L’identikit del “Beneficiario 112” che emerge dai primi dati disponibili sui progetti in atto è bene diverso: assomiglia di più a una persona con disabilità giovane/adulta, con un bisogno di sostegno forte ma anche buone autonomie, che vive una condizione di stabilità, sia in famiglia che nella vita sociale (spesso all’interno di circuito socio assistenziale o sociosanitari). Una persona che insieme ai suoi familiari, richiede di partecipare a esperienze di vita fuori casa in vista di un progetto di vita autonomo, ma dai tratti e dai tempi ancora non definiti.

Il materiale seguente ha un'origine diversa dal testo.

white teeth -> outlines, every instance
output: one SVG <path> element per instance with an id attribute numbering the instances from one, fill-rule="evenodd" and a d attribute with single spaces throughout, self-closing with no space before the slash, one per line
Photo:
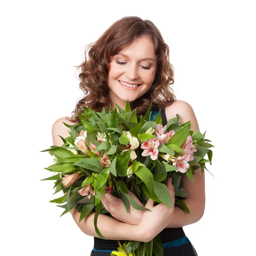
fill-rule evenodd
<path id="1" fill-rule="evenodd" d="M 126 83 L 125 83 L 124 82 L 122 82 L 122 81 L 119 81 L 122 84 L 124 84 L 124 85 L 126 85 L 128 87 L 137 87 L 139 85 L 139 84 L 127 84 Z"/>

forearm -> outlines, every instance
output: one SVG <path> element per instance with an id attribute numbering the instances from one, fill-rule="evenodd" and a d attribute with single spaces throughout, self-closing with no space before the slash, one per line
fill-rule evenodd
<path id="1" fill-rule="evenodd" d="M 204 215 L 204 205 L 194 199 L 186 198 L 183 200 L 189 208 L 190 213 L 185 212 L 179 206 L 175 206 L 173 218 L 166 228 L 181 227 L 198 221 Z"/>
<path id="2" fill-rule="evenodd" d="M 72 209 L 71 214 L 75 221 L 84 233 L 99 238 L 94 224 L 95 212 L 91 212 L 79 223 L 81 213 Z M 139 241 L 138 226 L 119 221 L 104 214 L 99 214 L 97 220 L 97 227 L 102 235 L 108 240 Z"/>

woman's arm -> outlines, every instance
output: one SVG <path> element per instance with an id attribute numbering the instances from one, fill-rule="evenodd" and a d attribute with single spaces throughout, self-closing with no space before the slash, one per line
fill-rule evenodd
<path id="1" fill-rule="evenodd" d="M 62 122 L 70 125 L 76 124 L 69 121 L 65 117 L 60 118 L 54 122 L 52 125 L 52 134 L 53 145 L 56 146 L 61 146 L 63 144 L 63 142 L 58 135 L 64 138 L 70 136 L 68 131 L 69 129 L 70 131 L 70 129 L 67 127 Z M 70 212 L 75 221 L 84 233 L 88 236 L 101 238 L 98 236 L 94 228 L 95 212 L 91 212 L 80 223 L 79 220 L 81 212 L 77 212 L 76 207 L 73 208 Z M 143 241 L 141 240 L 142 236 L 140 236 L 138 226 L 122 222 L 104 214 L 99 215 L 97 227 L 102 235 L 108 239 Z"/>
<path id="2" fill-rule="evenodd" d="M 195 112 L 191 106 L 187 102 L 176 100 L 166 108 L 167 120 L 179 115 L 180 122 L 190 121 L 190 130 L 199 130 L 198 123 Z M 203 216 L 205 206 L 205 189 L 204 171 L 202 174 L 200 165 L 195 171 L 193 175 L 194 182 L 189 180 L 186 175 L 181 176 L 182 187 L 188 193 L 189 196 L 183 199 L 190 213 L 188 214 L 179 207 L 175 207 L 174 216 L 168 224 L 166 227 L 180 227 L 198 221 Z"/>

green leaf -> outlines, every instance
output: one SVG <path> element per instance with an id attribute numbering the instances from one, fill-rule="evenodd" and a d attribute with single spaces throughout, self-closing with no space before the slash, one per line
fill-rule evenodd
<path id="1" fill-rule="evenodd" d="M 148 209 L 147 208 L 145 208 L 144 207 L 141 206 L 139 204 L 138 204 L 137 202 L 135 201 L 135 200 L 130 195 L 128 195 L 128 189 L 125 186 L 125 184 L 122 181 L 121 181 L 120 182 L 120 184 L 119 186 L 118 187 L 118 189 L 121 191 L 121 192 L 122 193 L 123 195 L 125 196 L 127 199 L 128 199 L 129 202 L 131 204 L 131 206 L 134 209 L 137 210 L 139 210 L 140 211 L 146 211 L 149 210 L 149 209 Z M 122 198 L 122 200 L 123 198 Z M 124 204 L 125 207 L 125 208 L 126 209 L 126 212 L 127 213 L 129 212 L 129 203 L 128 202 L 127 200 L 124 200 L 123 201 L 123 202 L 124 203 Z"/>
<path id="2" fill-rule="evenodd" d="M 122 130 L 120 128 L 119 128 L 119 127 L 118 127 L 118 128 L 113 128 L 113 127 L 108 127 L 108 128 L 107 128 L 107 129 L 110 130 L 111 131 L 116 131 L 116 132 L 118 132 L 120 134 L 122 134 Z"/>
<path id="3" fill-rule="evenodd" d="M 130 103 L 129 103 L 129 99 L 127 98 L 127 100 L 126 101 L 126 104 L 125 105 L 125 116 L 127 119 L 129 119 L 131 114 L 131 107 L 130 106 Z"/>
<path id="4" fill-rule="evenodd" d="M 194 152 L 194 154 L 201 157 L 203 157 L 210 151 L 210 149 L 201 146 L 196 146 L 195 148 L 196 151 Z"/>
<path id="5" fill-rule="evenodd" d="M 147 133 L 143 133 L 139 137 L 139 139 L 140 141 L 145 141 L 145 140 L 148 140 L 150 139 L 153 139 L 155 137 L 155 135 L 154 134 L 150 134 Z"/>
<path id="6" fill-rule="evenodd" d="M 147 112 L 146 113 L 146 114 L 145 114 L 145 116 L 144 116 L 143 119 L 145 120 L 146 121 L 149 121 L 149 120 L 150 120 L 150 116 L 151 116 L 151 113 L 152 113 L 152 111 L 151 111 L 151 108 L 152 108 L 152 102 L 150 103 L 150 105 L 149 105 L 149 107 L 148 107 L 148 110 L 147 111 Z M 150 121 L 150 122 L 151 122 L 151 121 Z M 155 127 L 155 125 L 154 127 L 152 127 L 152 128 L 153 129 L 154 129 L 154 128 Z M 145 131 L 147 131 L 147 130 L 148 130 L 148 129 L 146 129 L 145 130 Z M 143 132 L 140 132 L 140 133 L 142 134 L 142 133 L 143 133 Z"/>
<path id="7" fill-rule="evenodd" d="M 130 129 L 130 133 L 131 134 L 132 136 L 134 137 L 138 137 L 138 134 L 141 127 L 142 127 L 143 124 L 141 123 L 139 123 L 137 125 L 134 125 L 132 128 Z M 145 131 L 147 131 L 146 130 Z"/>
<path id="8" fill-rule="evenodd" d="M 172 139 L 172 138 L 171 138 L 171 139 Z M 171 139 L 170 139 L 170 140 L 171 140 Z M 201 141 L 201 140 L 198 140 L 197 143 L 198 143 L 201 146 L 204 147 L 204 148 L 212 148 L 212 147 L 214 147 L 213 145 L 212 145 L 209 143 L 207 143 L 206 142 L 204 142 L 204 141 Z"/>
<path id="9" fill-rule="evenodd" d="M 134 173 L 137 171 L 139 166 L 140 166 L 140 162 L 138 162 L 136 159 L 134 160 L 133 163 L 131 165 L 131 169 L 132 170 L 132 173 Z"/>
<path id="10" fill-rule="evenodd" d="M 159 112 L 157 114 L 157 117 L 155 122 L 157 124 L 160 124 L 160 125 L 163 124 L 163 120 L 162 119 L 162 116 L 161 115 L 161 109 L 159 109 Z"/>
<path id="11" fill-rule="evenodd" d="M 193 178 L 193 175 L 192 174 L 192 169 L 191 169 L 191 166 L 189 166 L 187 171 L 186 172 L 188 178 L 189 180 L 192 180 L 192 182 L 194 182 L 194 179 Z"/>
<path id="12" fill-rule="evenodd" d="M 101 169 L 99 169 L 98 167 L 93 166 L 89 163 L 82 163 L 81 162 L 76 162 L 73 164 L 74 165 L 75 165 L 77 166 L 79 166 L 80 167 L 82 167 L 82 168 L 84 168 L 84 169 L 87 169 L 88 170 L 91 170 L 93 172 L 96 172 L 99 173 L 100 171 L 104 169 L 104 167 L 102 166 L 101 167 Z"/>
<path id="13" fill-rule="evenodd" d="M 134 174 L 144 183 L 152 195 L 155 195 L 153 174 L 149 169 L 144 166 L 139 166 Z"/>
<path id="14" fill-rule="evenodd" d="M 96 158 L 83 158 L 80 160 L 80 162 L 91 164 L 100 170 L 102 170 L 104 168 L 103 166 L 100 164 L 99 161 Z"/>
<path id="15" fill-rule="evenodd" d="M 99 174 L 96 180 L 96 185 L 94 188 L 95 190 L 99 190 L 104 184 L 106 183 L 110 173 L 109 168 L 107 167 Z"/>
<path id="16" fill-rule="evenodd" d="M 123 152 L 121 155 L 116 157 L 116 169 L 118 176 L 121 177 L 126 176 L 130 154 L 131 151 L 128 150 Z"/>
<path id="17" fill-rule="evenodd" d="M 86 216 L 89 214 L 93 209 L 94 204 L 93 203 L 85 204 L 83 205 L 83 208 L 79 218 L 79 223 Z"/>
<path id="18" fill-rule="evenodd" d="M 53 176 L 51 176 L 50 177 L 49 177 L 48 178 L 46 178 L 45 179 L 43 179 L 43 180 L 61 180 L 61 178 L 60 177 L 59 174 L 56 174 L 56 175 L 54 175 Z"/>
<path id="19" fill-rule="evenodd" d="M 56 172 L 61 172 L 62 174 L 71 172 L 76 169 L 76 166 L 72 163 L 64 163 L 58 166 L 54 170 Z"/>
<path id="20" fill-rule="evenodd" d="M 157 149 L 158 149 L 158 151 L 161 153 L 167 153 L 167 154 L 173 154 L 174 153 L 174 151 L 173 151 L 172 150 L 172 149 L 170 149 L 170 148 L 169 148 L 168 147 L 166 146 L 163 143 L 160 143 L 160 145 L 159 146 L 158 146 Z"/>
<path id="21" fill-rule="evenodd" d="M 172 183 L 174 185 L 175 187 L 178 188 L 180 186 L 180 182 L 181 176 L 180 175 L 171 174 L 170 176 L 172 177 Z M 175 194 L 176 195 L 176 194 Z"/>
<path id="22" fill-rule="evenodd" d="M 189 196 L 186 191 L 185 191 L 183 188 L 179 189 L 178 188 L 174 187 L 174 194 L 175 196 L 180 196 L 181 197 L 187 197 Z"/>
<path id="23" fill-rule="evenodd" d="M 111 155 L 115 154 L 116 152 L 116 148 L 117 148 L 117 146 L 116 145 L 113 145 L 110 148 L 109 150 L 108 151 L 108 152 L 106 153 L 106 155 Z"/>
<path id="24" fill-rule="evenodd" d="M 92 132 L 95 130 L 94 128 L 85 119 L 82 119 L 81 121 L 84 130 L 86 131 L 87 133 Z"/>
<path id="25" fill-rule="evenodd" d="M 207 153 L 208 159 L 211 161 L 210 164 L 212 165 L 212 151 L 209 150 L 209 152 Z"/>
<path id="26" fill-rule="evenodd" d="M 196 130 L 192 134 L 191 136 L 193 140 L 202 140 L 204 139 L 205 136 L 203 135 L 198 130 Z"/>
<path id="27" fill-rule="evenodd" d="M 132 116 L 132 118 L 131 118 L 131 122 L 138 122 L 138 119 L 137 118 L 137 108 L 135 108 L 134 113 Z"/>
<path id="28" fill-rule="evenodd" d="M 70 150 L 68 150 L 61 147 L 57 147 L 52 148 L 50 152 L 56 157 L 57 159 L 73 157 L 75 154 L 71 152 Z"/>
<path id="29" fill-rule="evenodd" d="M 168 146 L 170 144 L 175 144 L 180 147 L 187 138 L 189 134 L 190 129 L 190 121 L 189 121 L 183 126 L 181 127 L 180 131 L 172 137 L 166 143 L 166 145 Z"/>
<path id="30" fill-rule="evenodd" d="M 94 228 L 95 229 L 95 231 L 96 231 L 96 233 L 97 233 L 97 235 L 100 237 L 101 237 L 102 238 L 103 238 L 103 239 L 105 239 L 106 240 L 107 240 L 106 238 L 104 237 L 102 235 L 101 233 L 100 232 L 99 230 L 99 229 L 98 228 L 98 227 L 97 227 L 97 220 L 98 219 L 98 216 L 99 216 L 99 212 L 100 212 L 100 211 L 102 207 L 102 204 L 101 201 L 100 201 L 99 204 L 96 204 L 95 206 L 95 207 L 96 207 L 96 211 L 95 212 L 95 214 L 94 215 Z"/>
<path id="31" fill-rule="evenodd" d="M 57 161 L 61 163 L 75 163 L 76 162 L 79 161 L 81 158 L 84 157 L 84 156 L 77 154 L 76 156 L 70 157 L 60 158 L 59 159 L 57 159 Z"/>
<path id="32" fill-rule="evenodd" d="M 147 122 L 143 125 L 142 127 L 139 131 L 139 133 L 142 134 L 143 133 L 145 133 L 148 129 L 149 129 L 149 128 L 154 129 L 157 123 L 155 122 L 153 122 L 153 121 Z M 171 139 L 172 139 L 172 138 L 171 138 Z M 171 140 L 171 139 L 170 139 L 170 140 Z"/>
<path id="33" fill-rule="evenodd" d="M 198 162 L 198 163 L 210 163 L 210 161 L 207 159 L 201 159 Z"/>
<path id="34" fill-rule="evenodd" d="M 74 127 L 71 128 L 71 137 L 72 137 L 72 139 L 75 141 L 76 139 L 76 134 L 75 132 L 75 128 Z"/>
<path id="35" fill-rule="evenodd" d="M 101 143 L 99 146 L 95 148 L 95 150 L 94 150 L 93 152 L 102 150 L 102 149 L 104 149 L 104 150 L 108 150 L 110 148 L 110 146 L 107 143 L 107 142 L 105 141 L 103 141 L 102 143 Z"/>
<path id="36" fill-rule="evenodd" d="M 115 157 L 112 160 L 112 163 L 109 166 L 110 172 L 115 177 L 117 177 L 116 170 L 116 157 Z"/>
<path id="37" fill-rule="evenodd" d="M 83 181 L 83 183 L 82 183 L 81 186 L 84 186 L 88 185 L 88 184 L 90 184 L 93 183 L 93 177 L 86 177 L 86 178 Z"/>
<path id="38" fill-rule="evenodd" d="M 164 169 L 166 169 L 166 172 L 171 172 L 172 171 L 175 171 L 175 170 L 177 170 L 179 169 L 178 167 L 173 166 L 169 163 L 164 163 L 163 162 L 162 162 L 162 164 L 164 167 Z"/>
<path id="39" fill-rule="evenodd" d="M 49 203 L 56 203 L 57 204 L 63 204 L 65 203 L 67 201 L 67 196 L 66 195 L 64 195 L 63 196 L 62 196 L 58 198 L 53 199 L 49 201 Z"/>
<path id="40" fill-rule="evenodd" d="M 128 144 L 130 143 L 130 140 L 129 140 L 128 137 L 124 135 L 121 135 L 118 138 L 118 140 L 120 144 L 125 144 L 126 146 L 128 145 Z"/>
<path id="41" fill-rule="evenodd" d="M 162 203 L 162 202 L 161 202 L 161 201 L 157 198 L 155 194 L 154 193 L 154 195 L 150 194 L 149 191 L 148 191 L 148 188 L 147 188 L 146 185 L 144 183 L 143 183 L 141 184 L 141 188 L 144 194 L 148 198 L 151 198 L 152 200 L 157 203 Z"/>
<path id="42" fill-rule="evenodd" d="M 154 174 L 154 180 L 163 181 L 167 177 L 167 173 L 159 160 L 157 159 L 155 173 Z"/>
<path id="43" fill-rule="evenodd" d="M 159 235 L 157 235 L 153 239 L 153 252 L 156 256 L 163 255 L 163 244 Z"/>
<path id="44" fill-rule="evenodd" d="M 180 154 L 184 154 L 184 151 L 180 147 L 178 147 L 178 146 L 175 144 L 169 144 L 167 145 L 167 147 L 170 149 L 172 149 L 173 151 L 175 151 L 175 152 L 177 152 Z"/>
<path id="45" fill-rule="evenodd" d="M 153 239 L 149 242 L 144 242 L 144 245 L 145 247 L 146 255 L 152 256 L 153 250 Z"/>
<path id="46" fill-rule="evenodd" d="M 192 161 L 189 161 L 189 163 L 191 166 L 195 165 L 195 164 L 198 163 L 201 159 L 202 159 L 202 157 L 198 157 L 196 155 L 194 154 L 194 159 L 192 160 Z"/>
<path id="47" fill-rule="evenodd" d="M 169 209 L 172 209 L 171 196 L 166 185 L 154 180 L 154 189 L 157 198 Z"/>
<path id="48" fill-rule="evenodd" d="M 116 107 L 117 108 L 118 108 L 119 112 L 120 113 L 122 113 L 123 115 L 124 115 L 125 111 L 122 108 L 120 108 L 116 103 Z"/>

Le persone valutate con il primo bando di ottobre 2017 risultano 700, di cui 614 prese in carico. Delle persone prese in carico, il 52,6% risulta avere tra 30-49 anni, il 28,8% tra 19-29 anni e il 18,4% tra 50-64 anni. Rispetto alla tipologia di disabilità, il 35,2% risulta affetto da ritardo mentale e il 27,5% risulta avere una sindrome congenita su base cromosomica (Sidrome di Down). Considerando il punteggio delle ADL: il 73,4% risulta avere un grado dipendenza basso, dunque buone autonomie.
Per quanto riguarda il contesto famigliare: solo il 9,9% delle persone prese in carico risulta essere solo, senza famigliari, il 12,5% risulta essere seguito da altri famigliari, il 77,5% risulta avere il padre e/o la madre. La principale tipologia di sostegno attivata, come emerge dalla tabella sottostante, riguarda i percorsi di accompagnamento all’autonomia (70%), che prevedono l’erogazione di un voucher annuale di 4.800 euro + ulteriori 600 euro da utilizzare per il sostegno alla famiglia.
Questa fotografia che emerge, non è esattamente una sorpresa, anzi un risultato per certi versi prevedibile, per una serie convergente di ragioni. Le persone con disabilità adulte/anziane sono parte della prima, forse seconda ondata, di famiglie che a partire dagli anni Ottanta ha rifiutato in massa l’istituzionalizzazione precoce, abbandonando le scuole speciali, frequentando le scuole comuni e poi rimanendo in carico alle famiglie con il supporto di servizi e interventi sociali (in particolare i centri diurni). Questi nuclei familiari sono stati destinatari oltre che di misure specifiche “in favore della permanenza a domicilio” anche di un mandato sociale basato sull’assunto che il miglior luogo di vita fosse la propria famiglia di origine. A distanza di decenni, è difficile pensare che queste relazioni possano modificarsi o risolversi solo a seguito dell’approvazione di una legge.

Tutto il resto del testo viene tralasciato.